Y es que en esto de los vinos no vale con decir “me gusta”, “está bueno”, “no está mal”, como si estuviésemos haciendo un repaso al novio de la Maripuri. Porque la pura subjetividad, en esto del gusto, nos puede llevar a abismos insalvables. ¿Quién no tiene un amigo al que le encanta la carne pasada como una suela de zapato, las huevas de lumpus como balines, los vinos ajerezados por una oxidación imposible, los calamares elásticos como el chicle o los churros grasientos bañados en chocolate de plástico? Y, lo que es peor, ¡con qué aplomo defiende y justifica su mal gusto!

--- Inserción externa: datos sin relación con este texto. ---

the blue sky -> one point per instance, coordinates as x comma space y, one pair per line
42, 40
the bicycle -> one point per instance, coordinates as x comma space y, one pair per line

Creo que en la mesa es el vino el único elemento que causa inseguridad y desconcierto en los comensales. Concretamente en mi caso, cuando mi amigo catador no me acompaña, me aterroriza la idea de estar adorando al becerro de oro, gozando en solitario, sin saberlo, de mi mal gusto inveterado por los vinos perdidos. Es cuando me parece oír la voz del diablo a la oreja diciéndome: “Abandónate, y goza”. Y me abandono, y acabo siendo un feliz pecador.